In linear regression, the cost function is typically Mean Squared Error (MSE), and gradient descent minimizes this by updating the weights using the formula:

\[
\theta_j = \theta_j - \alpha \frac{\partial}{\partial \theta_j} J(\theta)
\]

Where:
- \(\alpha\) is the learning rate
- \(J(\theta)\) is the cost function

### Q5: Multiple Linear Regression Model
Multiple linear regression extends the simple linear regression model to include more than one independent variable:

\[
Y = b_0 + b_1X_1 + b_2X_2 + \dots + b_nX_n
\]

The primary difference is the addition of more predictor variables in multiple regression.
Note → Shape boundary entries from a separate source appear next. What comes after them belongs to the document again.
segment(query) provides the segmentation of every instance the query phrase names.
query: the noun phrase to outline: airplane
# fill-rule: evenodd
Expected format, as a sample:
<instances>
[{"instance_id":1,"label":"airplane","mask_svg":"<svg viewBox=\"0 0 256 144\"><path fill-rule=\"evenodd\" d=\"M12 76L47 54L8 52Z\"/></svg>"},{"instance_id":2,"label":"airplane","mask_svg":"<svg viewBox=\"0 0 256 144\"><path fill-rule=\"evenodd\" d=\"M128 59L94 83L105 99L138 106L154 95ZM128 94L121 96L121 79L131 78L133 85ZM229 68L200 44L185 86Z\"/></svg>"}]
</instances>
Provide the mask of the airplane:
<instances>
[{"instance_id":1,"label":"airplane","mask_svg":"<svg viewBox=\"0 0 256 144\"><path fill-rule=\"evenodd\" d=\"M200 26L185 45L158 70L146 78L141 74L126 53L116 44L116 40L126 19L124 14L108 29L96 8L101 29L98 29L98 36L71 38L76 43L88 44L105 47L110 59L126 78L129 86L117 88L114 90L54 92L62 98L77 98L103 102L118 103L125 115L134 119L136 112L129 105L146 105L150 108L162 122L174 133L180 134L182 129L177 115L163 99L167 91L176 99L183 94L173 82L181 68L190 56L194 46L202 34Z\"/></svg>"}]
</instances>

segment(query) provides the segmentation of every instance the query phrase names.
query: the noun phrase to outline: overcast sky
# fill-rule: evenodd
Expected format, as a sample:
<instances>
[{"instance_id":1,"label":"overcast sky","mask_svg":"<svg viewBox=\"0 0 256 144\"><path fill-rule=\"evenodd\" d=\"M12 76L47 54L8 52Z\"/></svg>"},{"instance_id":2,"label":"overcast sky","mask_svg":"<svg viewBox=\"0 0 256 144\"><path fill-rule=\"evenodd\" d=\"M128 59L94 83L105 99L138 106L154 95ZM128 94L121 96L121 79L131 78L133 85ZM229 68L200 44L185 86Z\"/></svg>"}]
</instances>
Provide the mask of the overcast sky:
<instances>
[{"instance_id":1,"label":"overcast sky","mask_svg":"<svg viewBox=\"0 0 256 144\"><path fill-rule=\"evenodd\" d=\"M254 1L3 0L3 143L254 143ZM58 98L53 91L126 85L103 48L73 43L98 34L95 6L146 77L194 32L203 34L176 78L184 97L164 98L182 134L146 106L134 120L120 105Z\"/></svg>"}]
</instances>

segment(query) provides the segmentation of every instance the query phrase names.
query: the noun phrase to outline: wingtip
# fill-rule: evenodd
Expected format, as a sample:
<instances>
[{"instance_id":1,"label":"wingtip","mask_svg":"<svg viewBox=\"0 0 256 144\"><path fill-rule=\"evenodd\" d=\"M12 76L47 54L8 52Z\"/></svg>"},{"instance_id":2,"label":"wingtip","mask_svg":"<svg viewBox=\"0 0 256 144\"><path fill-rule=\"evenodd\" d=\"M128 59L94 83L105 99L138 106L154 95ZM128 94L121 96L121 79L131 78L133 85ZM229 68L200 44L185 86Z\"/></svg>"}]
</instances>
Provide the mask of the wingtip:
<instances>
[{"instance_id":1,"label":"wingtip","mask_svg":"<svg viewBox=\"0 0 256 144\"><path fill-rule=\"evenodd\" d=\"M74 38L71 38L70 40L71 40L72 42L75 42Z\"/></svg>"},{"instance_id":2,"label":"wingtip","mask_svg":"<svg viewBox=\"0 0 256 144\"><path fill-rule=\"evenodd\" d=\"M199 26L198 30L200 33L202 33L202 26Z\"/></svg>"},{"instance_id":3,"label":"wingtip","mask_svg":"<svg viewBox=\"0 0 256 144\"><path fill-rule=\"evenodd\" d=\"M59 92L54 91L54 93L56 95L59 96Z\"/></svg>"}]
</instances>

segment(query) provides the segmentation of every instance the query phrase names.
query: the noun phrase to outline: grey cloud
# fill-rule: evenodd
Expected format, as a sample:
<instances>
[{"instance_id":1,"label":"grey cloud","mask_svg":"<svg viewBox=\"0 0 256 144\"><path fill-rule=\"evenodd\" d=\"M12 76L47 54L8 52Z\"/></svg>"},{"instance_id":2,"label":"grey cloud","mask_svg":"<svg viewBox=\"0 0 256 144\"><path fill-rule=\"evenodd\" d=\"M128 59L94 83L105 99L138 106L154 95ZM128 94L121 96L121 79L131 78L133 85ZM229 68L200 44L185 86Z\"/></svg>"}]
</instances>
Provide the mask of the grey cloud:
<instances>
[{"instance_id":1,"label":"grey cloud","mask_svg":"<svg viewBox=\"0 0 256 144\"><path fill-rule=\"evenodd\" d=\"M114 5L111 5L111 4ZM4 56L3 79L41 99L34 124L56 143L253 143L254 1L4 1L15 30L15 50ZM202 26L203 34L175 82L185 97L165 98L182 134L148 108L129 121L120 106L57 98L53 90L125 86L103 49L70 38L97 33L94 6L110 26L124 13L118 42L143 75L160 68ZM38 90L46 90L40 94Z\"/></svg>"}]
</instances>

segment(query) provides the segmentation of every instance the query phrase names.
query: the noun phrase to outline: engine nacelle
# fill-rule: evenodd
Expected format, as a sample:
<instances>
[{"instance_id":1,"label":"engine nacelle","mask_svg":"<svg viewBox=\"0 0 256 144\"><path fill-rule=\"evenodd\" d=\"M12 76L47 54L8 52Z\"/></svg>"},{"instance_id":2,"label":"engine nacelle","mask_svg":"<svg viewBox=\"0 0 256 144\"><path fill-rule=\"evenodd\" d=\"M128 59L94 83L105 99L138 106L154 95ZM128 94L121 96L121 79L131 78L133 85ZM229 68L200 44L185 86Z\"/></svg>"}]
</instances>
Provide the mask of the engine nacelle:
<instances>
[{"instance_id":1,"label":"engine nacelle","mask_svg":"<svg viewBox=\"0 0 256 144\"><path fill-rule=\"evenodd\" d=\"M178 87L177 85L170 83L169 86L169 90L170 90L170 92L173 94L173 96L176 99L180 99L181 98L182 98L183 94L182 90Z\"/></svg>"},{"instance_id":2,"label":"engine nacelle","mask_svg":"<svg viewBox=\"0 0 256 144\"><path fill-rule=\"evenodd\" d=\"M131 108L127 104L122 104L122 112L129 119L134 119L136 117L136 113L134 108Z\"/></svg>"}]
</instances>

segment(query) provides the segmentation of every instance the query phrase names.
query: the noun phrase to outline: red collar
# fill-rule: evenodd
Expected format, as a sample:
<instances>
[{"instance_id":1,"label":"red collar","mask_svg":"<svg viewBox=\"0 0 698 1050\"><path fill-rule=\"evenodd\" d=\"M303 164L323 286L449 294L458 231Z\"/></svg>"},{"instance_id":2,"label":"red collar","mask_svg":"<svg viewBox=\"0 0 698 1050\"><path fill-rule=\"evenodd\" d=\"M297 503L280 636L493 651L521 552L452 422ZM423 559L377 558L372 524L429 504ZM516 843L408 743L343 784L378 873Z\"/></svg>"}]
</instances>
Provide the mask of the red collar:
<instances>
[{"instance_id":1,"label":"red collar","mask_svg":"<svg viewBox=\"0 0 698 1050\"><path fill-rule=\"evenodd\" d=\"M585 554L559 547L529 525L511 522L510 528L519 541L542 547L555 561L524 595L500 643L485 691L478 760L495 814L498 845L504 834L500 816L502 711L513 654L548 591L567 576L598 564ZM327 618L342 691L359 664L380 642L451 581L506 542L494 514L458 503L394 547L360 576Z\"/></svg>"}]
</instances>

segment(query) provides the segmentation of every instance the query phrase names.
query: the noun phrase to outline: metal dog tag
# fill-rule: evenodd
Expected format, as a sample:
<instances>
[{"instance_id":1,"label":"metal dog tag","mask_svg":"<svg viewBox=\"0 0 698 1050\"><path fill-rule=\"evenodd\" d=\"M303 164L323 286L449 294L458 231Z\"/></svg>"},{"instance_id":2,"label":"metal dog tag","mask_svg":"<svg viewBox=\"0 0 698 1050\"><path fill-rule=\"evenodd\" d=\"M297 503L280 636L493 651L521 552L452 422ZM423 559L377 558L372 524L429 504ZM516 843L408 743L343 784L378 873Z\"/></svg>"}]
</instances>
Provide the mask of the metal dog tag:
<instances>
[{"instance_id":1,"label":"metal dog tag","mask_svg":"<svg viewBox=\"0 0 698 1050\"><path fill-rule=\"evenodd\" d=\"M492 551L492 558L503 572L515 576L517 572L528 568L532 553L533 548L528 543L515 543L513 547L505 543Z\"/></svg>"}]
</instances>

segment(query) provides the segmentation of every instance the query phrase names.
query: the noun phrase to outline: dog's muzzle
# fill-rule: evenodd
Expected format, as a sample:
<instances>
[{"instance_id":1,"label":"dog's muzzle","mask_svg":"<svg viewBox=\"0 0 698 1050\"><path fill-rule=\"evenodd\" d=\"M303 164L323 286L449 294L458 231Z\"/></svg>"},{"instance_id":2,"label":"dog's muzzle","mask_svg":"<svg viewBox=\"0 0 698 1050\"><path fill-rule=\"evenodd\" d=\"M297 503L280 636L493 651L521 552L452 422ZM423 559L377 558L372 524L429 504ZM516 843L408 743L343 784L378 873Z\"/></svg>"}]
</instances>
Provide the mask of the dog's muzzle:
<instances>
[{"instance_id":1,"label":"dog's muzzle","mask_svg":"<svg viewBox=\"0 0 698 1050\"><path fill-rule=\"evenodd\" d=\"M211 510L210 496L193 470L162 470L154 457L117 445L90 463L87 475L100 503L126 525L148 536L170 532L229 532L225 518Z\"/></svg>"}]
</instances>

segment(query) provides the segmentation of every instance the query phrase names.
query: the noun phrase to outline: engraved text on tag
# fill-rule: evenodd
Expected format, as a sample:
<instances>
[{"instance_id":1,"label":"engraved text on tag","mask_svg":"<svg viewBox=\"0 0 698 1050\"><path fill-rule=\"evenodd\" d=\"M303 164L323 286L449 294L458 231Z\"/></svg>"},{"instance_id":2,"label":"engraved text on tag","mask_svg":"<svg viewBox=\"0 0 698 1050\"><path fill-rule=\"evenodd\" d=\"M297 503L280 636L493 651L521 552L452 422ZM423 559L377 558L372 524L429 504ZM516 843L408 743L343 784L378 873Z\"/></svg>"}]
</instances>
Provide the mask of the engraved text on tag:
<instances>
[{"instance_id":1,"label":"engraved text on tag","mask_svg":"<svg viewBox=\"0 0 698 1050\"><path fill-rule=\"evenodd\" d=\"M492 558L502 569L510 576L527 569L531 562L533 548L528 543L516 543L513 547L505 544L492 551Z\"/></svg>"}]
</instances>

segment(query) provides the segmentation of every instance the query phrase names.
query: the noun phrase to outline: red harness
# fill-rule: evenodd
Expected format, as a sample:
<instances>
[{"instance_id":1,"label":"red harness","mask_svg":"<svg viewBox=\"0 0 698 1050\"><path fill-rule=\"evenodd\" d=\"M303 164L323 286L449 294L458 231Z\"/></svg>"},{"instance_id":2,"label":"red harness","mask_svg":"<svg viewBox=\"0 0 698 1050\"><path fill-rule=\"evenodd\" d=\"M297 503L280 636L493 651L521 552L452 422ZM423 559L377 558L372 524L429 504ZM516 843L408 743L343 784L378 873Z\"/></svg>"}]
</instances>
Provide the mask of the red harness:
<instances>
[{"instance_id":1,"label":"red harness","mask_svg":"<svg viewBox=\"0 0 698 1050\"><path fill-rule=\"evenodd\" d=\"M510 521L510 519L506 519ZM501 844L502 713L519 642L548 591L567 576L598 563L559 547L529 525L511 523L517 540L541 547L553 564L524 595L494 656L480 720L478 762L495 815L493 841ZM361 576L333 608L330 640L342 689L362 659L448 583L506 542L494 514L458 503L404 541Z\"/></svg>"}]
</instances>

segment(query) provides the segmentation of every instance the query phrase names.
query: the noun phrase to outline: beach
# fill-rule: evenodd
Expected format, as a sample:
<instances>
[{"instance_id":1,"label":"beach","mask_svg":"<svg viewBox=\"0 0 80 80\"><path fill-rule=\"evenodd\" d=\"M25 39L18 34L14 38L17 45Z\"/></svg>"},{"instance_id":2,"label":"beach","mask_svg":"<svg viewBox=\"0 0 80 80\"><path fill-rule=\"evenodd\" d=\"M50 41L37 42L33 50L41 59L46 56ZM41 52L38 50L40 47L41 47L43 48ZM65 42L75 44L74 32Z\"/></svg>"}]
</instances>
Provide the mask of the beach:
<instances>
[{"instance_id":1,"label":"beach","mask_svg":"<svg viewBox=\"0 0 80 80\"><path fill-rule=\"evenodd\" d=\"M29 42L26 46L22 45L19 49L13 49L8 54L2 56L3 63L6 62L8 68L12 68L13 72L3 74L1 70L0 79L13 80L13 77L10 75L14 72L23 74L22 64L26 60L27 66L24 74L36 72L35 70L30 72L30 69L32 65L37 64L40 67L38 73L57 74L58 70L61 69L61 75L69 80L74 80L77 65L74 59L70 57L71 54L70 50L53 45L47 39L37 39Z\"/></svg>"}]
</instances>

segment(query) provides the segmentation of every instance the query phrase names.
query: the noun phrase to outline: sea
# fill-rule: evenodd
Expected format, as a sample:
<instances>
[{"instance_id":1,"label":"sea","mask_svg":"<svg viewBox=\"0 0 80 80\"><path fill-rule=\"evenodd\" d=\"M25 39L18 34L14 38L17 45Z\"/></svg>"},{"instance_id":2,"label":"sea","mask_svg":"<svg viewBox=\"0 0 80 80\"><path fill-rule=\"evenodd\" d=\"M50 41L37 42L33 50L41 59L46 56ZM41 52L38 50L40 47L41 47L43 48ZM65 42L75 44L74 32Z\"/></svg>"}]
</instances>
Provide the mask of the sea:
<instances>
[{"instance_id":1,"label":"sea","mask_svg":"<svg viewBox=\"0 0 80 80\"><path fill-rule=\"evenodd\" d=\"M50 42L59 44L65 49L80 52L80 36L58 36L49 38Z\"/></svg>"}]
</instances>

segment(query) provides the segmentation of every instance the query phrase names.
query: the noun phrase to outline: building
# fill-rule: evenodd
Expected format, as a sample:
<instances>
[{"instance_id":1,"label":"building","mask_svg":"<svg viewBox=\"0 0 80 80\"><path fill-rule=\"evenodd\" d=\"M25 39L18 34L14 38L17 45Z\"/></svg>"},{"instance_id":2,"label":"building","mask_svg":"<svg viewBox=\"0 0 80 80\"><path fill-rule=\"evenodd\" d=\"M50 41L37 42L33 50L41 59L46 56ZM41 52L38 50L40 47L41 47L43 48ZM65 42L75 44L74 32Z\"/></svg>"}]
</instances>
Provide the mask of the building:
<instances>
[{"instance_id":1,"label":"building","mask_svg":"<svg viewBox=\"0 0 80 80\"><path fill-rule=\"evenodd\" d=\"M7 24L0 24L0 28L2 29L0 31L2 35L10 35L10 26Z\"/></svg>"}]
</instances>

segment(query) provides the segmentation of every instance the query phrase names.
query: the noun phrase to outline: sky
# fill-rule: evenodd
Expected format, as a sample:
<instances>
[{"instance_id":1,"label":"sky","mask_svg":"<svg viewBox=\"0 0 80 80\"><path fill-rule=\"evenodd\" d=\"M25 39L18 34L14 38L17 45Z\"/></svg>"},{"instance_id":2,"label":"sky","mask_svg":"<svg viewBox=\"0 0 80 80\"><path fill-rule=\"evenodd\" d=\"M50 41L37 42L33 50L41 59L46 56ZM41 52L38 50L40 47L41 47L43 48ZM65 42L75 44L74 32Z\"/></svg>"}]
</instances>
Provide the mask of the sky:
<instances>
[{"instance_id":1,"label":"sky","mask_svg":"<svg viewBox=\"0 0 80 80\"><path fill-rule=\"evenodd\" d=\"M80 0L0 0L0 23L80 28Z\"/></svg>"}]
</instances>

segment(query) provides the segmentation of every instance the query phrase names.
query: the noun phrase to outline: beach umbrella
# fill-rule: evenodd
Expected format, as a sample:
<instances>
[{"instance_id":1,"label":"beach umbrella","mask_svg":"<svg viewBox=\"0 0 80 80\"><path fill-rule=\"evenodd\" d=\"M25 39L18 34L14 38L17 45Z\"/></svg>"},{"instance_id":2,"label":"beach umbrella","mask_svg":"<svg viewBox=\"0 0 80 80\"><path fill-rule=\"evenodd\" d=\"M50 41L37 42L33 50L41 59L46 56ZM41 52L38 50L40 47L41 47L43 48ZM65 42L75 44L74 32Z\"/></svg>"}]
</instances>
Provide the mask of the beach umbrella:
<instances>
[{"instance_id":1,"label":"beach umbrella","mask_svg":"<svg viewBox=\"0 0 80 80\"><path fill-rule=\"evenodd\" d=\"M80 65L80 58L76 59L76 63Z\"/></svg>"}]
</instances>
Each predictor variable has its own slope (coefficient), and together they account for more complex relationships.

### Q6: Multicollinearity in Multiple Linear Regression
**Multicollinearity** occurs when two or more independent variables are highly correlated, leading to unstable coefficients and inflated standard errors, making it hard to determine the effect of each variable.

**Detection**:
- Variance Inflation Factor (VIF): A VIF above 5 or 10 indicates multicollinearity.
- Correlation Matrix: Check for high correlations between independent variables.

**Addressing multicollinearity**:
- Remove or combine highly correlated variables.
- Use regularization techniques like Ridge or Lasso regression.

### Q7: Polynomial Regression Model
Polynomial regression is an extension of linear regression that models the relationship between the dependent and independent variable as an \(n\)-degree polynomial:

\[
Y = b_0 + b_1X + b_2X^2 + \dots + b_nX^n
\]

This allows for a curved relationship, unlike linear regression, which only models straight-line relationships.

**Difference**:
- **Linear regression** fits a straight line.
- **Polynomial regression** fits a curved line by introducing higher-degree terms of the independent variable.

### Q8: Advantages and Disadvantages of Polynomial Regression
- **Advantages**:
  - Can capture more complex relationships compared to linear regression.
  - More flexibility in fitting data points.

- **Disadvantages**:
  - Overfitting: Polynomial models can fit the training data too well, leading to poor generalization.
  - Higher complexity and interpretation difficulty.

**When to use polynomial regression**:
- When the relationship between variables is nonlinear.
- For example, in modeling growth rates that accelerate or decelerate over time, such as the spread of diseases.

In contrast, **linear regression** is preferred when the relationship between variables is approximately linear and simple.